Predicting the effect of individual weight-bearing on tibial load and fracture healing after tibial plateau fractures-introduction of a biomechanical simulation model

Abstract

Purpose: The prescribed amount of weight-bearing after tibial plateau fractures is controversial because it affects osteosynthetic construct stability and fracture healing. We aim to introduce a simulation model that adequately predicts the effects of different weight-bearing amounts on stability and healing, based on the patient’s individual fracture pattern and treatment construct.Methods: To safely test different amounts of weight-bearing limits, we first extracted knee joint forces for different weight-bearing limits from musculoskeletal simulation based on monitoring data of 22 uninjured participants.

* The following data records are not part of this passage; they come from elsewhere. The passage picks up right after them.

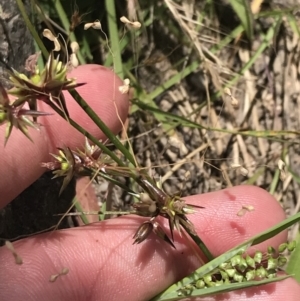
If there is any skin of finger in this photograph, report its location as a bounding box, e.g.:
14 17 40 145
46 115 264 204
0 186 294 301
0 65 129 208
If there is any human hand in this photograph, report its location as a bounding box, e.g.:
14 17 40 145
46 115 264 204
0 65 300 301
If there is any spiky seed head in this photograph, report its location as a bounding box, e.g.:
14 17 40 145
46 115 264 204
133 221 153 244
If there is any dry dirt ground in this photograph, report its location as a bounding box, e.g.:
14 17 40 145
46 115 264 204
0 1 300 244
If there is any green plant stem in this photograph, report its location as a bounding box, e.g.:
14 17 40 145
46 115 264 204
54 0 86 64
181 223 215 261
51 101 125 167
16 0 49 59
69 90 136 166
105 0 124 79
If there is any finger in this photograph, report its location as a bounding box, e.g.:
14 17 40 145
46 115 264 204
0 65 128 208
0 186 296 301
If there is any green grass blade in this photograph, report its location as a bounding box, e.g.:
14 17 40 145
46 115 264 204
286 233 300 283
105 0 124 79
69 90 136 166
73 196 90 225
229 0 253 41
16 0 49 59
54 0 86 64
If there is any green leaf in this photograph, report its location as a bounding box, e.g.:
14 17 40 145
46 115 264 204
286 234 300 283
229 0 253 41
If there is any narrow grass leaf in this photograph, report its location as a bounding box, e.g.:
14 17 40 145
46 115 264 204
229 0 253 42
286 233 300 283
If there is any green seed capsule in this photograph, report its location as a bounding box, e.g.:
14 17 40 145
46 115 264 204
246 255 255 268
220 271 228 280
233 273 244 282
268 246 276 254
253 251 262 263
195 279 205 288
246 270 255 281
238 257 248 272
267 270 277 279
278 242 287 253
277 256 287 267
255 267 268 279
225 269 236 278
230 255 242 267
267 257 278 270
203 275 212 285
287 240 296 252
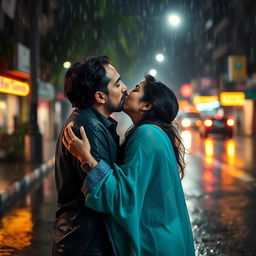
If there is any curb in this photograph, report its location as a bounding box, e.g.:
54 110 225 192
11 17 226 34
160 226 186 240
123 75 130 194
0 157 55 211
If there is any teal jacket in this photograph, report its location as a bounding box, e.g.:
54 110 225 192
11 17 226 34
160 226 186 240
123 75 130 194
82 124 195 256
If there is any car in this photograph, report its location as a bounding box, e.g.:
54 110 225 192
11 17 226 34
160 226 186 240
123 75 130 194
199 116 235 138
178 112 202 129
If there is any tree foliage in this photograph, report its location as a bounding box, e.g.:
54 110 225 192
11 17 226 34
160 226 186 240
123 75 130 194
41 0 143 85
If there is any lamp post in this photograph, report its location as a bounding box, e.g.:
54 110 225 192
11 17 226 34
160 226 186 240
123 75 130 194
156 53 164 62
167 13 181 81
25 0 42 163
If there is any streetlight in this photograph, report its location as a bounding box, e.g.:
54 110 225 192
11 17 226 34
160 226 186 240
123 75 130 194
63 61 71 69
148 68 157 76
156 53 164 62
168 14 181 27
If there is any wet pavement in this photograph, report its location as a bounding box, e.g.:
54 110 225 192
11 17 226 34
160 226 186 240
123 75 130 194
0 131 256 256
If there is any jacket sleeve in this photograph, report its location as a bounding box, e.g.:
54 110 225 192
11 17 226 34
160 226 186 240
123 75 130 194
82 127 158 231
84 126 110 164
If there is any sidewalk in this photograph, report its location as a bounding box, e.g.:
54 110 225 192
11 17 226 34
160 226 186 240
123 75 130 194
0 141 55 212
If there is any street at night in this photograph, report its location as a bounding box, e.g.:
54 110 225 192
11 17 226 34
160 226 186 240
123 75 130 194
0 0 256 256
0 130 256 256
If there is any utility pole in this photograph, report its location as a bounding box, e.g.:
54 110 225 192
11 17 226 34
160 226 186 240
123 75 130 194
25 0 42 163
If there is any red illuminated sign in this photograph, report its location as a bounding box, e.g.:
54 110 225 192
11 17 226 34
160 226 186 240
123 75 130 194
0 76 30 96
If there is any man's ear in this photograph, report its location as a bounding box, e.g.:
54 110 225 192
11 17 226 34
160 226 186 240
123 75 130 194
94 91 106 104
140 102 153 112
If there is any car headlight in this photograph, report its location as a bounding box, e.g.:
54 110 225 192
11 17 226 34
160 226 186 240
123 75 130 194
181 118 191 128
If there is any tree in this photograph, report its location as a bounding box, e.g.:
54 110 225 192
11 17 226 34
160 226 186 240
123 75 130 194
41 0 142 86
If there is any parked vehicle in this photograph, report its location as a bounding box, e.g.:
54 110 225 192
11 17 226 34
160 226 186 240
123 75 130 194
199 116 235 138
178 112 202 129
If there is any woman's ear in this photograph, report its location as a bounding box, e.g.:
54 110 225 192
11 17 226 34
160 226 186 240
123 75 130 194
140 102 153 112
94 91 106 104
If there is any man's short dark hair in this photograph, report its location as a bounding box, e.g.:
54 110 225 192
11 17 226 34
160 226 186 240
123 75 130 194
64 56 110 108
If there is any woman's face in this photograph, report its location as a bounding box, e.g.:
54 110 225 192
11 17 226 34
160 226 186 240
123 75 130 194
123 80 146 116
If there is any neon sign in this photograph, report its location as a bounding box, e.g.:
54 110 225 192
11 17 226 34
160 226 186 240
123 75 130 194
0 76 30 96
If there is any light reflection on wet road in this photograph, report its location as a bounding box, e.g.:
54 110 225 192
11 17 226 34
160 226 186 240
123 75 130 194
0 131 256 256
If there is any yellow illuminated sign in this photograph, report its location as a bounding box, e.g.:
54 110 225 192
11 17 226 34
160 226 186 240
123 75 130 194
193 96 219 106
220 92 245 106
0 76 30 96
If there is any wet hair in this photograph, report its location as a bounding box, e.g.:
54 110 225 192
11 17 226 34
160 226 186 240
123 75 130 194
120 75 185 178
64 56 110 108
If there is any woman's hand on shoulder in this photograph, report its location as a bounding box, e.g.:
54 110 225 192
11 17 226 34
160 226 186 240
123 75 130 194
62 125 93 163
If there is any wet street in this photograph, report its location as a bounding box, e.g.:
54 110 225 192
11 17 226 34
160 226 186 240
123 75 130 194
0 131 256 256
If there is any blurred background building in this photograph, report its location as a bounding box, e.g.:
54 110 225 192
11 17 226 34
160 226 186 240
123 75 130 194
0 0 256 159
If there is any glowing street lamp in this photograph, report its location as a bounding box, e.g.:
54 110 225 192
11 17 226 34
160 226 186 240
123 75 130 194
148 68 157 76
63 61 71 69
168 14 181 27
156 53 164 62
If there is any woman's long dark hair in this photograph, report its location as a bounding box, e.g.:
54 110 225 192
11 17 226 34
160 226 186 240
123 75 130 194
120 75 185 178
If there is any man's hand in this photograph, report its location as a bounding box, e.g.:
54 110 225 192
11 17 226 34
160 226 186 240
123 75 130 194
62 125 94 163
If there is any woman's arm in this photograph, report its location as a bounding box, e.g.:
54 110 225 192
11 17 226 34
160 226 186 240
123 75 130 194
62 126 98 172
63 126 161 232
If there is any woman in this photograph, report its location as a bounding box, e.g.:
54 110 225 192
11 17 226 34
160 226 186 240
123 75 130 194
63 75 195 256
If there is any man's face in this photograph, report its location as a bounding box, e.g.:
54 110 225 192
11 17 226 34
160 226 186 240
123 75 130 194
104 64 127 113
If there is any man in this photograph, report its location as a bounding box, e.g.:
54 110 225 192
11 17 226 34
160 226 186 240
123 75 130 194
53 56 127 256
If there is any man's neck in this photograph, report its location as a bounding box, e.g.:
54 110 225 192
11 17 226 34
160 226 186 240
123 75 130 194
93 104 112 118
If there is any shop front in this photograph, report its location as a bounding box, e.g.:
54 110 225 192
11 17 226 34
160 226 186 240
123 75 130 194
0 75 30 159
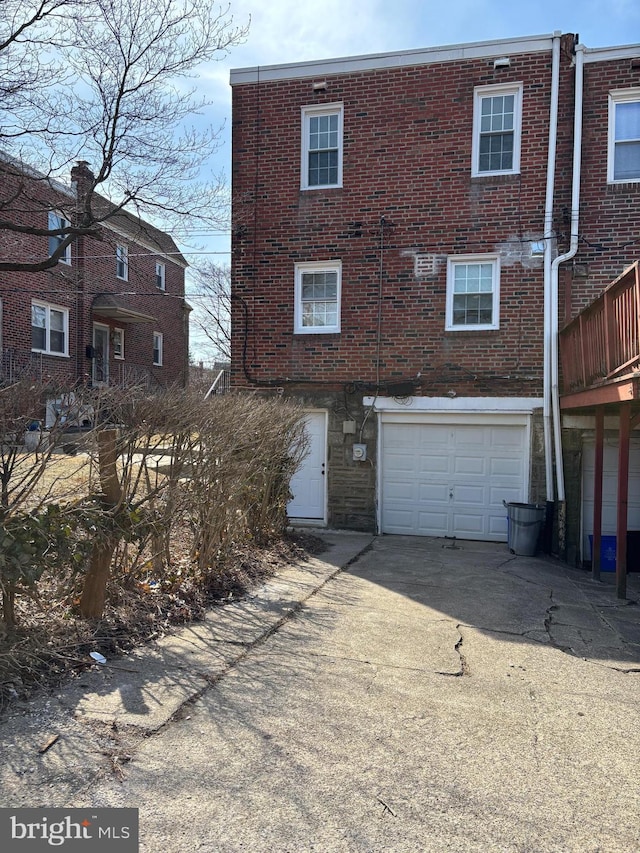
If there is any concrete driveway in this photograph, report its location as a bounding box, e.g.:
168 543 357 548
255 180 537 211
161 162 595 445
2 532 640 853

Correct loading was ensured with a force-measuring insole. We then tested three patients after tibial plateau fracture with their current weight-bearing level and constructed a simulation model determining implant stress, knee joint force, and fracture gap interfragmentary strain. The patient-specific weight-bearing level was then substituted for weight-normalized uninjured participant data to test different weight-bearing levels in the simulation model.Results: The simulation model calculated individual construct stiffness and interfragmentary strain at different weight-bearing levels following the clinical course. When comparing the patient’s individual weight-bearing input with the weight-normalized input of the uninjured participants at the same level, comparable knee joint forces were extracted, showing the feasibility of this approach.Conclusion: Using an adapted reference movement database, the model allows the determination of safe weight-bearing ranges concerning construct stability and fracture healing based on individual fracture morphology and treatment without exposing patients to excessive weight-bearing. Future studies can test this approach in more extensive patient-number studies and different treatment situations.